Pelatih memang pada dasarnya adalah sebuah arsitek, yang membangun suatu tim menjadi satu kesatuan yang utuh, dan bisa bekerjasama dengan baik. Layaknya seorang arsitek bangunan, pelatih juga membutuhkan skema rancangan yang baik dan benar sebelum memulai pertandingan.
Jika pada arsitek bangunan dibutuhkan kerjasama dengan kuli bangunan, pelatih juga membutuhkan kerjasama dengan para pemain, fans hingga pihak manajemen klub. Dengan menjalin kerja sama yang baik maka suatu pencapaian yang luar biasa bisa tercipta.
Tapi mengapa disaat kegagalan hanya nama pelatih yang harus tercoreng? Hingga merusak track record yang telah dimilikinya? Padahal dalam satu tim terdiri dari pelatih, pemain dan pengelola klub. Adilkah perlakuan ini?
Berkaca dari kasus pemecatan Louis van Gaal yang belum lama ini menjadi tranding topik, pantaskah seorang LVG mendapatkan pemecatan sepihak ini? Saya sebagai penulis amatir menganggap hal ini kurang pantas, padahal ia berhasil memberikan satu piala pada Setan Merah.
Jika kalian flashblack, kedatangan LVG ke Old Trafford bukan didasari atas kemauannya sendiri, melainkan ada pihak manajemen yang telah merundingkan untuk memilihnya.
Apa pihak manajemen disalahkan atas kegagalan United saat ini? Saya rasa tidak terlalu disalahkan, karena semua mata tertuju pada van Gaal. Pihak manajemen sebenernya telah memilih dengan sangat cermat, berlandaskan dari data yang ia peroleh soal pencapaian hingga cara kepelatihan van Gaal, dari data tersebutlah pihak manajemen klub yakin timnya bisa cocok dengan cara kepemimpinan pria asal Belanda tersebut.

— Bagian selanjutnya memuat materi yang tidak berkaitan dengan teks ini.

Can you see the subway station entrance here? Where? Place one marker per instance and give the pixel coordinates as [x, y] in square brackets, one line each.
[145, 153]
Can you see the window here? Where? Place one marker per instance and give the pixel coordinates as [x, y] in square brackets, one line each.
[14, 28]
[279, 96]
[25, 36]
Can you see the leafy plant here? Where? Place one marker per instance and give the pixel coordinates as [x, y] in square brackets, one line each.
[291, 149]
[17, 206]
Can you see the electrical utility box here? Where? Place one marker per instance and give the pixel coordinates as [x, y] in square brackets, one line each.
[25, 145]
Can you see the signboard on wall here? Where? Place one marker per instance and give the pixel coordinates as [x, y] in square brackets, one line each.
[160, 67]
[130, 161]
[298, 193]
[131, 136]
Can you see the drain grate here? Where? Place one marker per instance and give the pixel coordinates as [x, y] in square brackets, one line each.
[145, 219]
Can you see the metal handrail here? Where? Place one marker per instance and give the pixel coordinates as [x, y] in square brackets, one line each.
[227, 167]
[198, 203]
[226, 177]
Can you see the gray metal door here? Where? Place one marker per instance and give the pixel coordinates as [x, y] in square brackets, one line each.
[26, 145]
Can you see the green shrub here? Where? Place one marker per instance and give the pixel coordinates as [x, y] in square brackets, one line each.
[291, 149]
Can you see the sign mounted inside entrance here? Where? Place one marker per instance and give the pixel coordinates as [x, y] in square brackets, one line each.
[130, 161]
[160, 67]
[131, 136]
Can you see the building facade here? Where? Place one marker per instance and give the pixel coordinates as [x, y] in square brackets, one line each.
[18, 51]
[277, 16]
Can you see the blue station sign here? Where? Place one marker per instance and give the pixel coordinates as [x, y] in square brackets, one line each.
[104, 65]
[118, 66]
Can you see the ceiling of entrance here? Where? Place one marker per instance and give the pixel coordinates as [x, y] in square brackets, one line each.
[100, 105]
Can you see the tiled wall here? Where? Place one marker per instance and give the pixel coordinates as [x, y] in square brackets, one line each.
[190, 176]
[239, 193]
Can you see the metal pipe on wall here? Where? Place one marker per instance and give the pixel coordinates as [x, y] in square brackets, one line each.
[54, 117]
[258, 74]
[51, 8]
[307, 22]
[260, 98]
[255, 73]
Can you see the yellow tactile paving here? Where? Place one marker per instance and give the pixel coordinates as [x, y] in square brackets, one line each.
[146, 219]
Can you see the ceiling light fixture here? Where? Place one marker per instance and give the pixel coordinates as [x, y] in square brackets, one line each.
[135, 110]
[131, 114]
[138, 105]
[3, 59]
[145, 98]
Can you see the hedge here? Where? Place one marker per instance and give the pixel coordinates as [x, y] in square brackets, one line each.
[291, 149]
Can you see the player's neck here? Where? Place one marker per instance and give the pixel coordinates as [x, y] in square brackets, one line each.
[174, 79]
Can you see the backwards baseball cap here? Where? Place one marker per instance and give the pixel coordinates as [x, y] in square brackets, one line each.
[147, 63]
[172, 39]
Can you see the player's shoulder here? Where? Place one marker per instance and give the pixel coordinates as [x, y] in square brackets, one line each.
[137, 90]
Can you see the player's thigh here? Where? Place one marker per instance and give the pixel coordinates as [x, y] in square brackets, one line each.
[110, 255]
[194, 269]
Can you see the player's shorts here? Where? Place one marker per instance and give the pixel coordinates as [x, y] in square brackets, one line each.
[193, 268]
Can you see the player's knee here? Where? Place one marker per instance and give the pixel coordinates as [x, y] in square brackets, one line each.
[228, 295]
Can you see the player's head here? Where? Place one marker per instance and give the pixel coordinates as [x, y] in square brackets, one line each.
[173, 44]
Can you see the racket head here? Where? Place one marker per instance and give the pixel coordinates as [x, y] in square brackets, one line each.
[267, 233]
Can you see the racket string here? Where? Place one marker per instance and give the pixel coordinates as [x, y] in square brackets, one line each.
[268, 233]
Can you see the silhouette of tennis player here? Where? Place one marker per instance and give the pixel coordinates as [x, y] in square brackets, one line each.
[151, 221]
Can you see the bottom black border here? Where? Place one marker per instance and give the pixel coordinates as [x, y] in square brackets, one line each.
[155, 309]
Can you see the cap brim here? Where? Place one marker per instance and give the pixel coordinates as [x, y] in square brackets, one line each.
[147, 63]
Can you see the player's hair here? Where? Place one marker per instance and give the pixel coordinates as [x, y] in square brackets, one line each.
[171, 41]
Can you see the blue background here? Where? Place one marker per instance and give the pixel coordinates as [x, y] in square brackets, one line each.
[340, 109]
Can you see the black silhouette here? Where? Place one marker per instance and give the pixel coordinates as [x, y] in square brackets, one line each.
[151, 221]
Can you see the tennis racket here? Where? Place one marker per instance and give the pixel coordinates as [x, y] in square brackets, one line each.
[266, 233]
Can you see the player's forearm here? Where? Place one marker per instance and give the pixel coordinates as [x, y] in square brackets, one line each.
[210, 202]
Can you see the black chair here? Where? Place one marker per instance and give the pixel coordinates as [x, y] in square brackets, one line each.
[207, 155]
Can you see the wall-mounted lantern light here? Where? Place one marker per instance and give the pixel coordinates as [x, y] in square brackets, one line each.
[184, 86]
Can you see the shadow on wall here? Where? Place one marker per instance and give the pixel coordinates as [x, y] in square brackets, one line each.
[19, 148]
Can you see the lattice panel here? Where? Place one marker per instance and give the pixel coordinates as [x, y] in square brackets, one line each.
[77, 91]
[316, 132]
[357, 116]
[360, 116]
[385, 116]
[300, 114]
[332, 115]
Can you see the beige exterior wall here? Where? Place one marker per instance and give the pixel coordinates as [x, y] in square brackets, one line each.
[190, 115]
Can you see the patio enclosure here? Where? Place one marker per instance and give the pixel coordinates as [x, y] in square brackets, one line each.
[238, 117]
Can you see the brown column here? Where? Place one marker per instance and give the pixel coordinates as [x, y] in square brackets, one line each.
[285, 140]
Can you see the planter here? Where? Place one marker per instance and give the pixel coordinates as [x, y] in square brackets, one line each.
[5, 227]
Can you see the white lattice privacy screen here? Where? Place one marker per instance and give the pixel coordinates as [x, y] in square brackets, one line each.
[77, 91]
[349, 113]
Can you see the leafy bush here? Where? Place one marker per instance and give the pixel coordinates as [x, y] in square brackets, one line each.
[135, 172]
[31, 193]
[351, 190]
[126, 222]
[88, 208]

Kita lihat hasilnya, disaat ia dianggap gagal menangani United, apakah pihak manajemen jadi sumber utama yang salah? Padahal mereka yang memilihnya dan sama-sama menggelontorkan dana untuk merekrut seorang van Gaal. Mereka pun belum tentu mau memberikan waktu lebih pada pelatih tersebut, padahal seorang pelatih pasti membutuhkan waktu untuk merakit sebuah tim yang memang tidak sesuai dengan cara bermainnya.

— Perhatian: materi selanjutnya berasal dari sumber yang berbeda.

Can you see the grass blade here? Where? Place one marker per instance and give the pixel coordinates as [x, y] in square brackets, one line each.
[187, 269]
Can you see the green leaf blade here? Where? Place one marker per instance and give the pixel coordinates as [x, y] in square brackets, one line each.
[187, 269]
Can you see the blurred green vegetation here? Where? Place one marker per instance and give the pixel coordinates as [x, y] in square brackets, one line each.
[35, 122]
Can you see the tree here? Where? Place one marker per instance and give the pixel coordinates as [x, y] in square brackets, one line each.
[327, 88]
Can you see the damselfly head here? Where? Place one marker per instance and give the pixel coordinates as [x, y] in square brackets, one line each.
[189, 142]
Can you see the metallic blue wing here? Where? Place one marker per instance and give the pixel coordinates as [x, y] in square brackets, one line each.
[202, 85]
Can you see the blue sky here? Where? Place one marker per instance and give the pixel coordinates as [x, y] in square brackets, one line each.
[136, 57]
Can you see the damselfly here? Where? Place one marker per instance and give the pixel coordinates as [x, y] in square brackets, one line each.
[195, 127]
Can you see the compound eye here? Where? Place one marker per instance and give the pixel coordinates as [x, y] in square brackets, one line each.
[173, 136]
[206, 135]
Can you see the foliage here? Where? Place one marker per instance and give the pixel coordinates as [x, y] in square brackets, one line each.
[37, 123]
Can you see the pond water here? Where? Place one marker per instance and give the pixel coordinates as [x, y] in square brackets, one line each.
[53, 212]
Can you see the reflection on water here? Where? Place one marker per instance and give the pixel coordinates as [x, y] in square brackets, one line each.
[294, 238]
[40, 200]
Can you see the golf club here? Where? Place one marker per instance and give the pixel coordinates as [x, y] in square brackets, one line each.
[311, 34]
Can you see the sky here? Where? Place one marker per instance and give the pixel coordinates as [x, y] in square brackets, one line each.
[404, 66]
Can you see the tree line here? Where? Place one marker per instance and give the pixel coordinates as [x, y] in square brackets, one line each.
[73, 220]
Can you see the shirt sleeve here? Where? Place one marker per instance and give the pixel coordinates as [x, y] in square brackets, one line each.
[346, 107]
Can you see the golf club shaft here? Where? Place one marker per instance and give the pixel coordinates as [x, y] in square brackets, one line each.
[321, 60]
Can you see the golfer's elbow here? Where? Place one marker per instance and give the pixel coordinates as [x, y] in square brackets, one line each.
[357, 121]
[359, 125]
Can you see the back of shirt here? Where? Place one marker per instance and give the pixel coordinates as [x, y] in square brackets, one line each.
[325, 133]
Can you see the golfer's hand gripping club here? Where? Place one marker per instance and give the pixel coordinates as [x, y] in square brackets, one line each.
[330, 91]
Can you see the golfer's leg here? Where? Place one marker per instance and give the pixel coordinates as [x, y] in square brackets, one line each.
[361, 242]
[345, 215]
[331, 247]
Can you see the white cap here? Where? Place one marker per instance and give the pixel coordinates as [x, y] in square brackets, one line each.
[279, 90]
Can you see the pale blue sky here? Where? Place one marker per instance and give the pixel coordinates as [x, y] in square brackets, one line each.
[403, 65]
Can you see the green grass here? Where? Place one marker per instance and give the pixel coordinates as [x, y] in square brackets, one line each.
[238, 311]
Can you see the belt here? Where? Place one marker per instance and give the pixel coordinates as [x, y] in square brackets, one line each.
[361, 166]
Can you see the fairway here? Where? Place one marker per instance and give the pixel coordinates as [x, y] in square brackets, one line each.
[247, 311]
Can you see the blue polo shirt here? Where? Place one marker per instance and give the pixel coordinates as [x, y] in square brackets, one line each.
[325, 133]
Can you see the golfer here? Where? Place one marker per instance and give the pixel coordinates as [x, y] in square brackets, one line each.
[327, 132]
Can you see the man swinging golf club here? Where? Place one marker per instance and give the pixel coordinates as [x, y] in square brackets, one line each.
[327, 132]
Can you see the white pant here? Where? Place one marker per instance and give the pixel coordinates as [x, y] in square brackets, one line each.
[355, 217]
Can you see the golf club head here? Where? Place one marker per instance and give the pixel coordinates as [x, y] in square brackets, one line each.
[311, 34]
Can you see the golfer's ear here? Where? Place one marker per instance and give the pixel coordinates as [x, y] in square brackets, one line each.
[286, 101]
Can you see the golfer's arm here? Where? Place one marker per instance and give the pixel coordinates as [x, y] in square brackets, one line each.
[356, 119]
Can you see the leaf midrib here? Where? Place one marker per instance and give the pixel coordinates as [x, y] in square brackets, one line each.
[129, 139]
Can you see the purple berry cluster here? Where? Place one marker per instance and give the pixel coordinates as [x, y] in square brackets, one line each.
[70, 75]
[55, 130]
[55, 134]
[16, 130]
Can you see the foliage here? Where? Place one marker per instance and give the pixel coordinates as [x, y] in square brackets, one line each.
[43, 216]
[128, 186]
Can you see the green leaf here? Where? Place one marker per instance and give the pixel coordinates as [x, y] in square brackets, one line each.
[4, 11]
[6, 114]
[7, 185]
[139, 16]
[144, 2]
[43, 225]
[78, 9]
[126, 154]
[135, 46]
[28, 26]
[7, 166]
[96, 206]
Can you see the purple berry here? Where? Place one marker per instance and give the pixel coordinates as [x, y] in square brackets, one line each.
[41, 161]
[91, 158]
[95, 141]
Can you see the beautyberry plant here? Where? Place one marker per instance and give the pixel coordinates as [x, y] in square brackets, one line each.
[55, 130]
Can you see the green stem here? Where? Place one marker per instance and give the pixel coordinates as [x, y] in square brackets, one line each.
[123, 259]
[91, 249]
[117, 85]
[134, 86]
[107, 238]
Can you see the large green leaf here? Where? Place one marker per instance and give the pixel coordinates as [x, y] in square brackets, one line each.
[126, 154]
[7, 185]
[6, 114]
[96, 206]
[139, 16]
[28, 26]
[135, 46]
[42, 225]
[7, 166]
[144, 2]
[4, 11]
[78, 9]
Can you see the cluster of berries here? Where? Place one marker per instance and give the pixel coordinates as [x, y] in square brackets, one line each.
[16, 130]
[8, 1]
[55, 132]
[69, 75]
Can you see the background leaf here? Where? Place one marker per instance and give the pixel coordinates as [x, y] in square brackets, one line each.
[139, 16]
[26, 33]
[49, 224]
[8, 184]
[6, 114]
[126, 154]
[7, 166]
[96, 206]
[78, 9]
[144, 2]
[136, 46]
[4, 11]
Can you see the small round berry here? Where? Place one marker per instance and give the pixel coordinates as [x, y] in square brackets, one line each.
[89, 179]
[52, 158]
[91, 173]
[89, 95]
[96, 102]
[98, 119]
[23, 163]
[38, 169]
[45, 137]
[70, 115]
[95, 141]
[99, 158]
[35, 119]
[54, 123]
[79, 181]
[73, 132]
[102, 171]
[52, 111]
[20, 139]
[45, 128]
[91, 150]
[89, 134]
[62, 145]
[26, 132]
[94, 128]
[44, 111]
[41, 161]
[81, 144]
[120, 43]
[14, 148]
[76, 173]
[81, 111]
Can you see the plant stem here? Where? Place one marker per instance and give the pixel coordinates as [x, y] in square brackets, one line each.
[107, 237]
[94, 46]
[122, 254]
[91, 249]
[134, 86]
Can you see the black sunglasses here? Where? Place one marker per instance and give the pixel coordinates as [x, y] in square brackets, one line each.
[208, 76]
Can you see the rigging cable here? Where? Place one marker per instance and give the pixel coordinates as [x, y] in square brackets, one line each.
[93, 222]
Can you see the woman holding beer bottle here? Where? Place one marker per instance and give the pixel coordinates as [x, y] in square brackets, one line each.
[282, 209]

Perlu diketahui, ini adalah bukan kali pertama pihak manajemen United menunjuk seorang pelatih, sebelumnya ada David Moyes yang juga dianggap gagal.
Terlepas dari hal itu, mungkin kalian masih ingat dengan Roberto Di Matteo, pria plontos yang pernah mempersembahkan trofi Liga Champions untuk pertama kalinya pada Chelsea, tapi lihat apa yang terjadi, ia pun harus mengalami pemecatan pada tanggal 12 November 2012. Kejam mungkin kalimat yang pas untuk pelatih yang satu ini, seperti pribahasa “Habis Manis Sepah Dibuang”.
Masih banyak pelatih yang mengalami nasib seperti ini, tapi mungkin ini yang dinamakan sepakbola masa modern, dimana segalanya bergantung pada uang dan bisnis jadi sandaran utama.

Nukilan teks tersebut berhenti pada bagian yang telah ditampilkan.